SPS22-114UL

Acetylation on E. coli proteins: How it occurs and what proteins with alpha-beta plaits and beta-lactamases have been identified as acetylated

By: Maribel Santos and Riya Pankajkumar Chaudhary        

Department: Biochemistry

Faculty Advisor: Dr. Misty L. Kuhn

The purpose of protein acetylation is to add an acetyl group to a lysine residue of a protein to neutralize its charge. Some enzymes that acetylate proteins include Gcn5-related N-acetyltransferases and are generally termed lysine acetyltransferases (KATs). Previous studies have shown hundreds of E. coli proteins are acetylated by KATs. The bigger picture for our research is to understand how a KAT recognizes its substrates. We hypothesized that all of these substrate proteins share a common structural characteristic in order for the KAT protein to be able to recognize them as substrates. To understand this more fully, we grouped the protein substrates based on different structural topologies and selected two topologies to compare: alpha-beta plaits and beta-lactamases. We chose these two for comparison because they are both alpha/beta proteins and have domains with secondary structures that alternate between alpha-helices and beta-strands.

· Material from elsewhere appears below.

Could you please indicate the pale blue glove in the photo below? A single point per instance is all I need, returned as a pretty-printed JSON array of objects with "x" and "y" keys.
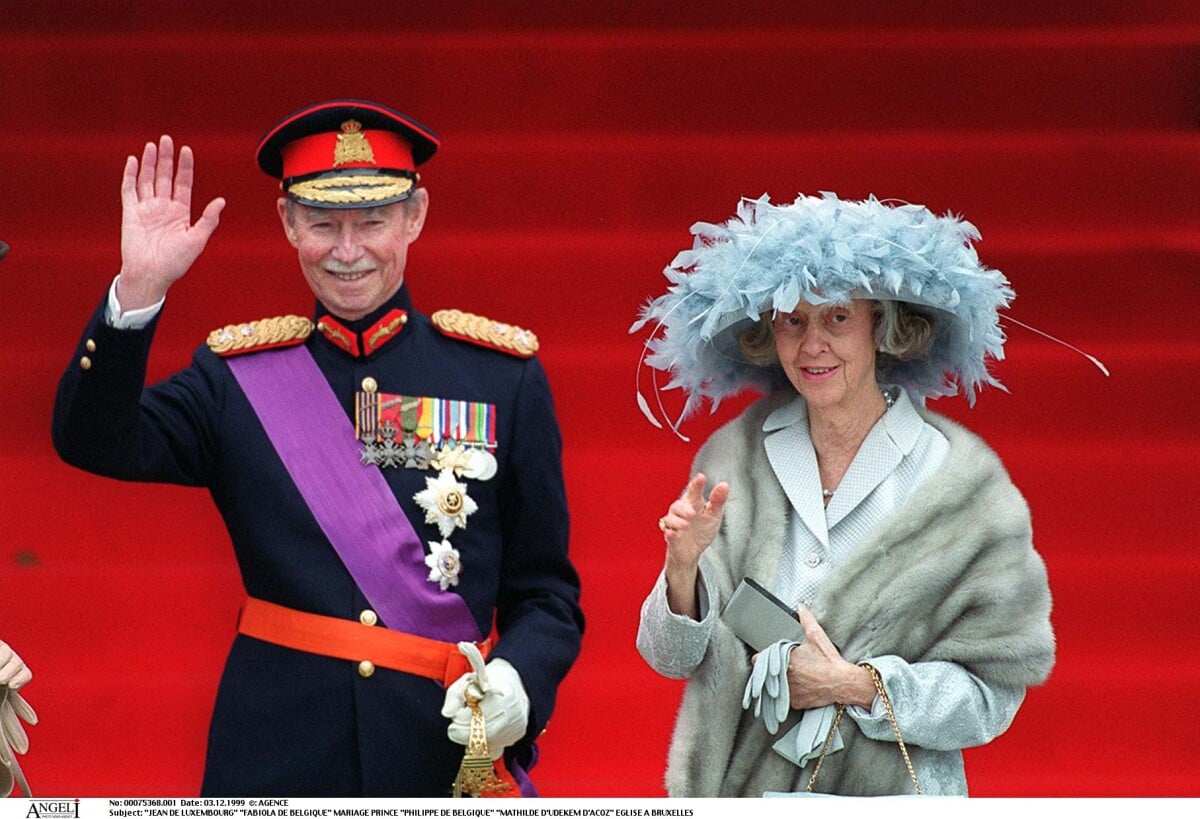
[{"x": 767, "y": 686}]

Many proteins that have alpha-beta plaits bind nucleotides. The beta-lactamase enzymes are produced by bacteria to evade treatment with antibiotics, by cleaving beta-lactam antibiotics. In our study, we found there were 48 substrate proteins with alpha-beta plaits and 8 proteins with beta-lactamase topologies. Of the proteins with alpha-beta plait domains that were analyzed, nearly half had an acetylated lysine residue on the domain and the other half of the proteins had acetylated lysine residues on other protein domains. Only a few proteins with a beta-lactamase domain had an acetylated lysine residue on this domain. These results show the mechanism for KAT substrate recognition could be more complex than just recognizing a particular structural topology.